Seorang Ibu yang Menangis di Bus
- Pambayung
- Mar 24, 2022
- 2 min read
Ada sesuatu yang berbeda saat saya naik bus jurusan Surabaya beberapa waktu lalu. Saya berangkat dari terminal Pare pagi-pagi sekali, bersama Papa yang berangkat kerja. Semuanya tampak biasa saja, sampai saya duduk di belakang seorang ibu yang bersebelahan dengan anaknya. Sejak awal, saya sudah merasa ada yang aneh. Pandangan si ibu yang sering mengawang, si anak yang terus memperhatikan ibunya, dan telepon yang tidak pernah absen digenggam erat oleh si ibu.

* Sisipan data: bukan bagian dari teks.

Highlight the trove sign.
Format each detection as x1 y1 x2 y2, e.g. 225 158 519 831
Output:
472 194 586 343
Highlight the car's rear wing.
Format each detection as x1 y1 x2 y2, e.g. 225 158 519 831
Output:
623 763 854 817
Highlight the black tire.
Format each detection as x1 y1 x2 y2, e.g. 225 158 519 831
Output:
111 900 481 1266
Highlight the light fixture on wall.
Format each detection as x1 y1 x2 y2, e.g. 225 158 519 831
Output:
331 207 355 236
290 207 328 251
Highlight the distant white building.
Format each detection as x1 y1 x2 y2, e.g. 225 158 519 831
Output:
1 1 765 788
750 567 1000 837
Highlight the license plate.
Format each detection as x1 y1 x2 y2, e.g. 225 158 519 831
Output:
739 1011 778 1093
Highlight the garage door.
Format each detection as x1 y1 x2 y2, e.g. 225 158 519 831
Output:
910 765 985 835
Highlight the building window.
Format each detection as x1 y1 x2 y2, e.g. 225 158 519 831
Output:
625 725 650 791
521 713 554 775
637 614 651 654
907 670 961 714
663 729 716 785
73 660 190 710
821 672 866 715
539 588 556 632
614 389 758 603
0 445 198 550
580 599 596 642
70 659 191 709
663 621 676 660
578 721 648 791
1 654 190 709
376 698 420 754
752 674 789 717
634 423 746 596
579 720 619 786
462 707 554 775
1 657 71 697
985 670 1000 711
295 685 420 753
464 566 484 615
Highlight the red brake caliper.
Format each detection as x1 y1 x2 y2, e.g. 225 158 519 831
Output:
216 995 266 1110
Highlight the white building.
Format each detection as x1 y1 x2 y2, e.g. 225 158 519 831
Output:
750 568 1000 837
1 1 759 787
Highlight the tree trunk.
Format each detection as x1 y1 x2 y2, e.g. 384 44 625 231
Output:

Beberapa kali si ibu mengecek ponsel, seperti menunggu sesuatu. Sebentar kemudian, ponsel ibu itu berbunyi. Tanpa menunggu nada dering berbunyi lebih lama lagi, si ibu langsung mengangkat telepon yang masuk. Pecah sudah tangisan ibu itu. Dari pembicaraan yang (tidak sengaja) aku dengarkan, si ibu sedang dalam perjalanan ke rumah sakit di Surabaya. Ada salah seorang, yang aku perkirakan sebagai anggota keluarga ibu itu, meninggal di sana.
Ibu itu mendapat kabar bahwa salah seorang terdekatnya meninggal di rumah sakit nun jauh di sana. Saya tak bisa membayangkan apa yang ibu itu rasakan selama lebih dari dua jam duduk di dalam bus. Seakan-akan tidak mampu melakukan apa-apa selain menangis dan mengabarkan berita kematian yang, aku yakin, membuatnya semakin sakit ketika diceritakan. Sungguh, saya bersedih untuknya.
Saya jadi membayangkan perasaan ketidakberdayaan si ibu. Betapa ia tidak bisa memaksa bus untuk berjalan lebih cepat, memaksa kendaraan lain untuk memberi jalan, atau sekadar bisa tidur agar perjalanan jauh, dan rasa sakitnya, tidak terasa. Tidak ada yang bisa dilakukannya selain menangis.
Perasaan tersebut mungkin sering saya dan anda rasakan ketika dihadapkan pada suatu masalah. Merasa tak berdaya, merasa tidak mampu, merasa sia-sia. Merasa...tidak berdaulat akan takdir diri sendiri.
Terlepas dari pembicaraan mengenai apakah takdir sudah digariskan atau dibentuk oleh pilihan hidup kita, saya merasa akan selalu ada masa-masa di mana kita sudah merasa benar-benar tidak punya kontrol akan apa yang terjadi di sekitar kita.
Akan tetapi, saya merasa, bahwa kita masih akan selalu ditinggalkan dengan pilihan-pilihan, seremeh apapun itu. Ibu tadi, misalnya, tidak memiliki kuasa untuk membuat buasnya berjalan lebih cepat atau membikin jalanan tiba-tiba lengang. Tetapi ibu tadi memiliki pilihan untuk menelepon siapa-siapa saja yang ia anggap penting. Ibu tadi juga sebenarnya memiliki pilihan antara menangis menjadi-jadi, atau sesenggukan lirih seperti yang dilakukannya. Dan ia memilih yang kedua.
Betapa pun tidak berdaulatnya kita di hadapan suatu masalah, selalu ada pilihan-pilihan kecil. Di antaranya, pasti ada pikiran untuk menangis. Dan jika dengan menangis kamu merasa mendapatkan sedikit kedaulatanmu kembali, maka menangislah. Dan berdaulatlah akan dirimu sendiri. Sekali lagi.